The police were called to a disturbance at J.’s home. J.’s mother said the argument started because A. “had been sexually molesting [J.] and the problem had not been dealt with.” J. told Officer Mallard that her parents were arguing because her brother was touching her privates.

Prior to trial, A.’s attorney requested that A. be given a jury trial. The trial judge denied the request. After presentation of the evidence, the trial judge found A. to be a juvenile offender in violation of K.S.A. 21-3504(a)(3)(A) or, in the alternative, K.S.A. 21-3504(a)(3)(B).

A. was placed on probation and ordered to undergo sex offender treatment. The journal entry also ordered A. to provide blood and saliva specimens to the Kansas Bureau of Investigation. After the sentencing hearing, the trial judge issued an order nunc pro tunc correcting the original journal entry. The corrected journal entry found that there was enough evidence to support a conviction on both counts. A. filed a motion to dismiss, which was denied. A. now appeals the motions, trial, adjudication, and disposition of the district court.

Sufficiency of Evidence

A. argues the State did not prove A. performed the acts with the intent to satisfy his sexual desires, as required by the statute. A. contends the State cannot infer intent from his actions, which is commonly done in adult prosecutions. Rather, he says, the State must prove A. had the intent to satisfy his sexual desires. A. maintains his actions were motivated by innocent sexual curiosity.

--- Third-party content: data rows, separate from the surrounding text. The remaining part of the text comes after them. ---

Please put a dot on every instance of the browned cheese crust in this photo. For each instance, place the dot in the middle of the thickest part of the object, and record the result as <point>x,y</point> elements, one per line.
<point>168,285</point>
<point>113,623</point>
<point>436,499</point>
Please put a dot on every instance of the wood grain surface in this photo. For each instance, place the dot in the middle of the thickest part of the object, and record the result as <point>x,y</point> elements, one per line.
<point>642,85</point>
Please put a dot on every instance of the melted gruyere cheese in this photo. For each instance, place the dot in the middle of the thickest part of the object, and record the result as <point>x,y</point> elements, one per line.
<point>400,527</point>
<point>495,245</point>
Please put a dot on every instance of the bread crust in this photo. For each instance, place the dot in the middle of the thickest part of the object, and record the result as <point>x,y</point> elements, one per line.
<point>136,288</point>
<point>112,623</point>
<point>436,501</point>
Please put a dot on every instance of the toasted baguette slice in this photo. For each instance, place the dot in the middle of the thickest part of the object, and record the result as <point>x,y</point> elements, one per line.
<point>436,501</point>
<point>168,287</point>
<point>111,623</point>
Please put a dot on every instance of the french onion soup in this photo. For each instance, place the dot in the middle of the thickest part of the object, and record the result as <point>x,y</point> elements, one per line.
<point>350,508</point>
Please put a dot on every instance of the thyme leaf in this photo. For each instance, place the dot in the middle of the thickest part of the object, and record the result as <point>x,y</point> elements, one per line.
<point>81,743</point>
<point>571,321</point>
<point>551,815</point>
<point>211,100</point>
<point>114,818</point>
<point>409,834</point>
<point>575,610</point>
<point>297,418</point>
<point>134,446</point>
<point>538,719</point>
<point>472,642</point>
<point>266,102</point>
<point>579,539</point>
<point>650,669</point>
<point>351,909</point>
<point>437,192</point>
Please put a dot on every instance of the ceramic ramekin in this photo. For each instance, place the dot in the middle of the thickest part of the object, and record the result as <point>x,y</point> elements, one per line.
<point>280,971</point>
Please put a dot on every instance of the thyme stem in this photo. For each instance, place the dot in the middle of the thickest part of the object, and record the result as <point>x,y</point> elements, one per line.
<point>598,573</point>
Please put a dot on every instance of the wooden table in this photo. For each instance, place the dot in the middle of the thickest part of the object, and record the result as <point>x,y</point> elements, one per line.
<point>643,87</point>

The standard of review on a challenge to the sufficiency of the evidence requires this court to review all the evidence, viewed in the light most favorable to the prosecution. If the court is convinced that a rational factfinder could have found the respondent guilty beyond a reasonable doubt, a challenge to the juvenile adjudication should fail. In re B.M.B. 264 Kan. 417, 433, 955 P.2d 1302 (1998).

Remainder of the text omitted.